Crab boucle ses valises. Direction l'Amérique, l'immense Amérique, il est temps pour Crab de visiter l'Amérique. On le lui a dit, nul ne peut aujourd'hui ignorer l'Amérique. Or Crab n'a jamais mis les pieds en Amérique. Aucun de ses nombreux voyages à travers le monde ne l'a encore conduit en Amérique. La connaissance de l'Amérique lui fait défaut cruellement. Il s'attire à ce sujet les railleries de ses contemporains, parfois même des insultes et des coups. Jusqu'alors, cependant, à chaque fois qu'il envisageait l'expédition, une vague méfiance le retenait, un doute, un soupçon, le pressentiment peut-être que l'Amérique n'était pas un endroit pour lui. Il reculait.
Cette fois, sa décision est prise. Il y va. Il a bouclé ses valises. Il part pour l'Amérique. Avec l'avion, de nos jours, c'est l'affaire de quelques heures. Un pont aérien aussi permanent et solidement campé qu'un viaduc romain relie le vieux continent à cette Amérique. L'appareil décolle en douceur. Crab survole maintenant les nuages, mais la comparaison avec les moutons tient toujours, se justifie même plutôt mieux puisque cette position de surplomb explique que l'on ne distingue pas leurs pattes, alors que l’observation au sol contraint le poète à la mauvaise foi, s'il veut maintenir sa comparaison, à moins d'imaginer tous les moutons du troupeau renversés sur le dos, attitude bien peu naturelle qui nécessitera à son tour une explication et vraisemblablement l'intervention d'un loup dans cette bucolique. Plus bas encore l'Océan scintille, c'est un joli spectacle, scintille, miroite, absolument splendide, scintille donc, un rien monotone peut-être, scintille à perte de vue et les heures passent et nulle terre à l'horizon, Crab sent poindre l'inquiétude chez les hôtesses, puis chez les passagers, une vraie panique, enfin le commandant de bord annonce qu'il reste juste assez de carburant pour faire demi-tour et rentrer, il suppose que l'avion est sorti de sa route, les instruments de guidage doivent être déréglés, la compagnie mettra un autre appareil à votre disposition.
Toutefois, la plus grande confusion règne dans les aéroports. Les douze avions partis ce jour-là pour l'Amérique ont connu la même mésaventure, tandis que les autres lignes étaient normalement desservies. Après vérifications, il apparaît que les instruments de bord fonctionnent parfaitement, ce qui exclut l'hypothèse d'un sabotage, et comme il est difficile de croire que douze pilotes chevronnés et leurs douze copilotes ont pu s'écarter de leur itinéraire par impéritie ou distraction, les vols pour l'Amérique seront suspendus jusqu'à la résolution du mystère.

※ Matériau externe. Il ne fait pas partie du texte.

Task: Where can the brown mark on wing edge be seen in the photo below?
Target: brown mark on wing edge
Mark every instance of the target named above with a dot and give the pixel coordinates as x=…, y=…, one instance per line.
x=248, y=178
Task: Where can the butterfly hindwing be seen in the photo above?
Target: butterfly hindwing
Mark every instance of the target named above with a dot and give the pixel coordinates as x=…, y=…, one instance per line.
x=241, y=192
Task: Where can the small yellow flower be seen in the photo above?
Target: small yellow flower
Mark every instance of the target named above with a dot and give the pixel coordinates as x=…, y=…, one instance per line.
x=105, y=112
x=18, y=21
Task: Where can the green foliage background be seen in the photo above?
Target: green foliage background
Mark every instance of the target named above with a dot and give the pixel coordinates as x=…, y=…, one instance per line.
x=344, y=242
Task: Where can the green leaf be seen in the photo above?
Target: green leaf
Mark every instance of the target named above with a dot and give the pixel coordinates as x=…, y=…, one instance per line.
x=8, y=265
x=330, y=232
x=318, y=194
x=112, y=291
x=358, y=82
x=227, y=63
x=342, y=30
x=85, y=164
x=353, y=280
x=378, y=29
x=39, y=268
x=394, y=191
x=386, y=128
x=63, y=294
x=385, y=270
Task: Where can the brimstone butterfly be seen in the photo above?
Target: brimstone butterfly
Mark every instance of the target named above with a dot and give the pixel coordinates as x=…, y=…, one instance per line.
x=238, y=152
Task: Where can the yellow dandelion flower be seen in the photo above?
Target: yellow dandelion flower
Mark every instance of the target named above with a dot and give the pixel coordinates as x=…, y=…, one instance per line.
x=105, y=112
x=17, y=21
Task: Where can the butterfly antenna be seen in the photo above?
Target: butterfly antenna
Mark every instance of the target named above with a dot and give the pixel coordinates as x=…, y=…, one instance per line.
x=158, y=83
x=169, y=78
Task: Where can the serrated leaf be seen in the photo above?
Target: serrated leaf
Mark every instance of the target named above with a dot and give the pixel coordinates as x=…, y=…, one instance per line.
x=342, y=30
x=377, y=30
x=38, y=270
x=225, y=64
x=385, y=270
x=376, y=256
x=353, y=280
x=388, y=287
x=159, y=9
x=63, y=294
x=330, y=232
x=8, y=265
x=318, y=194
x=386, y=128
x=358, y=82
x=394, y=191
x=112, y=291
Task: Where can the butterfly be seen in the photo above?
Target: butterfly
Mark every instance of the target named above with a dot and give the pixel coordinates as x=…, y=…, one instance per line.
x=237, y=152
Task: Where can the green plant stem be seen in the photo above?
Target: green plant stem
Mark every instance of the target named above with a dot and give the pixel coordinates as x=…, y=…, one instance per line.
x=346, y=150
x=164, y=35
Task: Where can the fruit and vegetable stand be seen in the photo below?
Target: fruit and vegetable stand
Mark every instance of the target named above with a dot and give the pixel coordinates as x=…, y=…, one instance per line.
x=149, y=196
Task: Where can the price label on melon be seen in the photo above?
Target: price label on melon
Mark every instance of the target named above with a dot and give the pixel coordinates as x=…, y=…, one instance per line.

Mais depuis le temps que Crab rêvait d'une croisière. C'est même à bord d'un paquebot luxueux qu'il embarque. Les dauphins bâtissent des arches tout aussi hautes et régulières que celles d'un aqueduc romain entre le vieux continent et l'Amérique. La traversée s'effectue sans incidents. Néanmoins les côtes américaines auraient dû émerger depuis longtemps, et lorsque les premiers passagers, déconcertés par l'immensité de cet Atlantique, commencent à s'en étonner ouvertement auprès du capitaine, celui-ci est bien forcé d'avouer qu'il n'y comprend rien lui-même, que le bateau vogue à présent au cœur du Pacifique et que la Sibérie sera bientôt en vue.
De retour sur ce vieux continent, Crab apprend que des expéditions s'organisent pour tenter de retrouver la route de l'Amérique, perdue, oubliée, afin de rétablir avec elle les relations et les échanges qui nous furent si profitables durant ces cinq derniers siècles.
Crab n'est pas dupe. Il n'a d'ailleurs jamais cru sérieusement à l'existence de l'Amérique, cette terre de légende inventée par les conteurs pour se rendre enfin intéressants, accréditée par les souverains dans le but de distraire leurs peuples de la misère et de l'ennui, facteurs de révolutions, et de remporter à peu de frais de prétendus succès diplomatiques justifiant leur présence au pouvoir. Les indécisions et les graves erreurs de leur politique s'expliquaient semblablement par l'incurie, ou l'instabilité, ou la toute-puissance des pouvoirs en place là-bas.
L'Amérique!
Nul doute que le nom de Crab restera attaché à la découverte de cette formidable supercherie.
Crab devine que la grande guerre qui se livre là-bas, aux antipodes, et dévaste des contrées entières, et décime des populations, n'a d'autre objet que lui-même, Crab, qu'il est au centre du conflit et même son unique raison d'être. Or il en est sincèrement, profondément désolé. Il n'a jamais voulu ça.